Memoir schreiben mit Grok, Claude oder Perplexity 2026 (direkter Vergleich)

Veröffentlicht 2026-05-18 | Aktualisiert 2026-05-18 | 11 Min. Lesezeit

Die meisten KI-für-Memoiren-Guides decken nur ChatGPT ab. Es gibt mindestens drei weitere große KI-Modelle, die 2026 erwägt werden sollten: Claude, Grok und Perplexity. Jedes hat andere Stärken. Hier der direkte Vergleich, nachdem ich alle drei mit denselben Memoiren-Aufgaben getestet habe — für deutschsprachige Memoirenarbeit angepasst.

Kurzfassung

Claude ist 2026 das stärkste KI-Modell für Memoir-Prosaqualität. Grok produziert lockere Konversationsprosa, die für manche Memoiren passt und für andere nicht. Perplexity ist nicht zum Memoir-Schreiben gebaut, aber unschlagbar beim Fakten-Check historischer Details. Der beste Workflow nutzt mehrere Modelle: Claude zum Entwerfen, Perplexity zur Verifizierung, ChatGPT oder Gemini für Struktur. Oder überspringen Sie die KI-Wahl ganz mit einem speziellen Memoiren-Tool wie Memoirji.

Über diesen Leitfaden

Ich bin Arthur Cho. Ich habe Memoirji gebaut, ein kostenloses sprachbasiertes Memoiren-Tool. Ich habe einen Bias hin zu speziellen Memoiren-Tools gegenüber Allzweck-KI, aber viele Schreiber bevorzugen die Kontrolle einer allgemeinen KI. Dieser Leitfaden ist ehrlich darüber, welche KI was am besten macht, einschließlich wo jede Memoirji schlägt und wo Memoirji sie schlägt.

Ich habe alle drei Modelle April-Mai 2026 mit denselben Memoir-Aufgaben getestet: ein 20-Erinnerungen-Zeitstrahl-und-Themen-Prompt, eine Szenenerweiterung aus einer 50-Wörter-Erinnerung, eine Stimm-Verankerungs-Übung und einen Politur-Pass an einem existierenden Entwurf. Kostenlose Stufe wo verfügbar; Pro-Stufe wo die kostenlose die Aufgabe nicht bewältigte.

Die Kandidaten, kurz

Claude (Anthropic): 2026 am leistungsfähigsten bei Schreibaufgaben. Modelle inkl. Claude Opus 4.7 und Claude Sonnet 4.6. Kostenlos auf claude.ai mit Tageslimits.
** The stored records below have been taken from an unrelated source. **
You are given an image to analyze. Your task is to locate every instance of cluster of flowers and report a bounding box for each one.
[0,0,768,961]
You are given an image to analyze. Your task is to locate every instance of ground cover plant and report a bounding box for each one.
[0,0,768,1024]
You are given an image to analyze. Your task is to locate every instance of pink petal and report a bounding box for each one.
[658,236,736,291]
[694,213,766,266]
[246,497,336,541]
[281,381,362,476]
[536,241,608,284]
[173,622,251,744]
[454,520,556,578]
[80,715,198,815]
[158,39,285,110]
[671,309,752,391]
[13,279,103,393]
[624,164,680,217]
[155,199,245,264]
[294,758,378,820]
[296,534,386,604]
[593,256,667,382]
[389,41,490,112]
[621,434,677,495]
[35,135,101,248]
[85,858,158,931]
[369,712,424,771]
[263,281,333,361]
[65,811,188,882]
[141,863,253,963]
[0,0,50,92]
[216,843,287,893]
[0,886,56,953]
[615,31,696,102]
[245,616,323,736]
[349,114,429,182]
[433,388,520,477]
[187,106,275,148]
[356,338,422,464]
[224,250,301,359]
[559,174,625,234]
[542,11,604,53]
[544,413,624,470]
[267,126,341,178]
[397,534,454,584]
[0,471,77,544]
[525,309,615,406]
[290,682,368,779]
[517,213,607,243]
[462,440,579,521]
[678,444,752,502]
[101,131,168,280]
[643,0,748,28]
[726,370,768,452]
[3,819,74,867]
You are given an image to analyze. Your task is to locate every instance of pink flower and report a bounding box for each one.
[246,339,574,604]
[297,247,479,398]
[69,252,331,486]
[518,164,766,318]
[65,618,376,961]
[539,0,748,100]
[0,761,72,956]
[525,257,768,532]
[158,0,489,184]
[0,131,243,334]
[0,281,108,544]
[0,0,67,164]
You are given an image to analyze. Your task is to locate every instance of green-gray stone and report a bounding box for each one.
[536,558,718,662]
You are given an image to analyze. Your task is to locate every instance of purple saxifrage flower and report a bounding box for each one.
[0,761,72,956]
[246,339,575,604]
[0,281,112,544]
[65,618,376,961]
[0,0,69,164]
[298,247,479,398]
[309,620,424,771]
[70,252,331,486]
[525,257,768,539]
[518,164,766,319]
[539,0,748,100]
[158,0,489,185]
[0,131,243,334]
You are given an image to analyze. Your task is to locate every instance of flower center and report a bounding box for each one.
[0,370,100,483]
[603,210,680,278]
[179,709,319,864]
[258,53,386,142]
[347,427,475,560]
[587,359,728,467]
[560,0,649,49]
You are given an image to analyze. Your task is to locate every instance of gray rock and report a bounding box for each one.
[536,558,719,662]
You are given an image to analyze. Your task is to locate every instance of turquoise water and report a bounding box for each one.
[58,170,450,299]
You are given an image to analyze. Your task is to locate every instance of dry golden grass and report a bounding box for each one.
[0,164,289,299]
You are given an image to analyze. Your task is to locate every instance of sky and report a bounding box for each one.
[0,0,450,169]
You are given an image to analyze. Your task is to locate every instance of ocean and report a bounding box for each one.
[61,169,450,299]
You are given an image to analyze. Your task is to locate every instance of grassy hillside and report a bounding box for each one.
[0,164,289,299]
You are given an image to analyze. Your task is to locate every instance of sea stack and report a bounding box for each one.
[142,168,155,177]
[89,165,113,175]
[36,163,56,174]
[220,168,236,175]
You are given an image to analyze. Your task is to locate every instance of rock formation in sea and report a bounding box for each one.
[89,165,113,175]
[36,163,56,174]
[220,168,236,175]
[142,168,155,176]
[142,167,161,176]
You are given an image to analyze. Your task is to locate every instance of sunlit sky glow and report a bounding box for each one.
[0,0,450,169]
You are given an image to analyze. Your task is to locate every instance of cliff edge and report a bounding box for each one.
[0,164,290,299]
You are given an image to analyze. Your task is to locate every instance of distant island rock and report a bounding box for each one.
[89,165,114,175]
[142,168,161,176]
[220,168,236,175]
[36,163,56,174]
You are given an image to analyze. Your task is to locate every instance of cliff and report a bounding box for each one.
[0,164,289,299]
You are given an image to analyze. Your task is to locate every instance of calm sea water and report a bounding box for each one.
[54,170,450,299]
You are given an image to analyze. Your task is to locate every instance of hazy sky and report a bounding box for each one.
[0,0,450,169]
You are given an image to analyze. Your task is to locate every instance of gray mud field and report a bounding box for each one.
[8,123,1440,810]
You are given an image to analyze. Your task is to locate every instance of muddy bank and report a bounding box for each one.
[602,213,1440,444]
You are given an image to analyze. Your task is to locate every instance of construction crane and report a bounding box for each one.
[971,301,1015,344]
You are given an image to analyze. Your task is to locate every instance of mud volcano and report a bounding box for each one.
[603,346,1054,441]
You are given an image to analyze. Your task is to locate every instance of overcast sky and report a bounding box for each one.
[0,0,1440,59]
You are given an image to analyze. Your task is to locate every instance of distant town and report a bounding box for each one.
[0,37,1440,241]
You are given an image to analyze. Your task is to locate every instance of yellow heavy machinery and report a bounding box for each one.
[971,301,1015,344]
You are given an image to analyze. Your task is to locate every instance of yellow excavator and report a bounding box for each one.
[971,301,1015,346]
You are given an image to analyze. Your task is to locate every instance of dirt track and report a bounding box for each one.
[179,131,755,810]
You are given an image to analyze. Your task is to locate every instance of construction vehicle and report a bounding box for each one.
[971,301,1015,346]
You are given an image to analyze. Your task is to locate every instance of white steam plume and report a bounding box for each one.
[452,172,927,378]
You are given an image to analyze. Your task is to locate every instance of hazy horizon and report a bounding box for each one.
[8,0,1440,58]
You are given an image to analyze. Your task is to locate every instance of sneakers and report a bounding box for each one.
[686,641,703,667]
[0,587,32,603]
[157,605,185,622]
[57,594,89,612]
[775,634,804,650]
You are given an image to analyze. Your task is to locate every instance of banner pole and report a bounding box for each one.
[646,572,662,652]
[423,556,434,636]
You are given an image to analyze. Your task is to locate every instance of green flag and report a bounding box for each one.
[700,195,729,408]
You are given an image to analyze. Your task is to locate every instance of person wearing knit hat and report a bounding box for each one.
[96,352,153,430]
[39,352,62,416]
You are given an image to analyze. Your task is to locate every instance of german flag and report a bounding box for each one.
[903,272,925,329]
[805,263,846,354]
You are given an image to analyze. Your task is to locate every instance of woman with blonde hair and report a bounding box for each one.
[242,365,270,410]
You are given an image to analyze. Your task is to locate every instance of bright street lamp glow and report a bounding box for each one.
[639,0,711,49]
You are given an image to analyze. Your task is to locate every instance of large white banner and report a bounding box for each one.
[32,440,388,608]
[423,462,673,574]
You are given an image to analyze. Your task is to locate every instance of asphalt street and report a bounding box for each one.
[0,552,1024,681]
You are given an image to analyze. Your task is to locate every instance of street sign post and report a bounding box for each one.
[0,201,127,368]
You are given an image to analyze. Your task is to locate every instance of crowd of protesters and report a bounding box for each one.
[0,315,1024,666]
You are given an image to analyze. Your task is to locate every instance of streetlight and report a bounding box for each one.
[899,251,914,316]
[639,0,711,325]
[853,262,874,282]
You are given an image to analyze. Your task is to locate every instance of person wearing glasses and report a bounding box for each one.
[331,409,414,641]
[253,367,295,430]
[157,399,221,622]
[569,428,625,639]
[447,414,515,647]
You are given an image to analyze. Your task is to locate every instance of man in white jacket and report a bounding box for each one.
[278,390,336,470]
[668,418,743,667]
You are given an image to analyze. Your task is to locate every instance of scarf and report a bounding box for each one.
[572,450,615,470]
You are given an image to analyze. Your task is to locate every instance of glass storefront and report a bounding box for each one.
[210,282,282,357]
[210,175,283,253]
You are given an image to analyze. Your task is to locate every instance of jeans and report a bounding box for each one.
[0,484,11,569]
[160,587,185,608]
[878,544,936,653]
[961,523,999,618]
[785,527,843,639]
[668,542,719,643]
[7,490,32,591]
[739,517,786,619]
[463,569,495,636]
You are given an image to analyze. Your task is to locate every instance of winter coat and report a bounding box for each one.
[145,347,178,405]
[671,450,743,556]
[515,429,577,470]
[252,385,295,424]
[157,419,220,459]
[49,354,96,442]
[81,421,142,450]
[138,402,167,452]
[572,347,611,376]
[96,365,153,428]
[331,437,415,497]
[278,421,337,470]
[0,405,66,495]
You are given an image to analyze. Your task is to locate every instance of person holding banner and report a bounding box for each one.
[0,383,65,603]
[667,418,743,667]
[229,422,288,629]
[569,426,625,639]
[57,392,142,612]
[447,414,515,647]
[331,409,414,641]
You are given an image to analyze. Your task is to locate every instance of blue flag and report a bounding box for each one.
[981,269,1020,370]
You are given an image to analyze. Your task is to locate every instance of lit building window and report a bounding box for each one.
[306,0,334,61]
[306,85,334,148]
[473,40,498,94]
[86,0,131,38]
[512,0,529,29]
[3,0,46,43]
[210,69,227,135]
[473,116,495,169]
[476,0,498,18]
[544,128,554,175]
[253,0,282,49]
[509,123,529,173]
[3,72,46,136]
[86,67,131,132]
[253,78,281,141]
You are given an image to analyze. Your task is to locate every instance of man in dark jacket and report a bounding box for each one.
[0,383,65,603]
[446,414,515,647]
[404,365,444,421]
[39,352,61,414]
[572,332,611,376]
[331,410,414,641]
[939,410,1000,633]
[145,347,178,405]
Claude Pro 20 USD/Monat entfernt Limits.

Grok (xAI): in X (früher Twitter) integriert. Modelle inkl. Grok 4. Benötigt X Premium (8 USD/Monat Basic, 16 USD/Monat Plus). Generell lockerer und weniger gefiltert als die anderen.

Perplexity: eher KI-gestützte Suchmaschine als Chatbot. Zitiert Quellen für jede Antwort. Kostenloser Tier; Perplexity Pro 20 USD/Monat.

Test 1: Zeitstrahl-und-Themen-Prompt

Ich gab jedem Modell dieselben 20 Erinnerungsinputs und bat um Gruppierung in 5-7 thematische Kapitel.

Claude: produzierte 6 Kapitel mit eleganten thematischen Gruppierungen. Identifizierte zwei übergreifende Themen, die ich übersehen hatte. Output fühlte sich durchdacht an, nicht formelhaft.

Grok: produzierte 5 Kapitel mit kreativen Namen, aber leicht erzwungenen Gruppierungen. Wirkte, als wolle Grok witzig sein statt rigoros.

Perplexity: lehnte die kreative Aufgabe ab; stellte stattdessen Recherche-Klärungsfragen (“In welcher Stadt fanden diese Ereignisse statt?”) und versuchte externen historischen Kontext hinzuzufügen.

Sieger: Claude.

Test 2: Szenenerweiterung aus 50-Wörter-Erinnerung

Ich gab jedem Modell denselben Input: „Ich erinnere mich, wie mein Vater mich um 5 Uhr morgens weckte, um zur Beerdigung meines Großvaters zu fahren. Kaffee im Auto, draußen sehr dunkel, er weinte nicht, aber ich konnte sehen, dass er es wollte.” Bat um Erweiterung auf 400 Wörter.

Claude: produzierte eine ruhige, zurückhaltende 400-Wörter-Szene. Vermied sentimentales Überschreiben. Nutzte das „weinte nicht, aber wollte” als Anker.

Grok: produzierte eine dramatischere Version mit mehr erfundenem Dialog. Manche Leser werden das lieben, manche werden hassen, dass Grok Dialog erfindet.

Perplexity: verweigerte; sagte, es sei kein kreatives Schreibwerkzeug. Bot stattdessen an, historischen Kontext zu Bestattungsbräuchen der Epoche zu recherchieren.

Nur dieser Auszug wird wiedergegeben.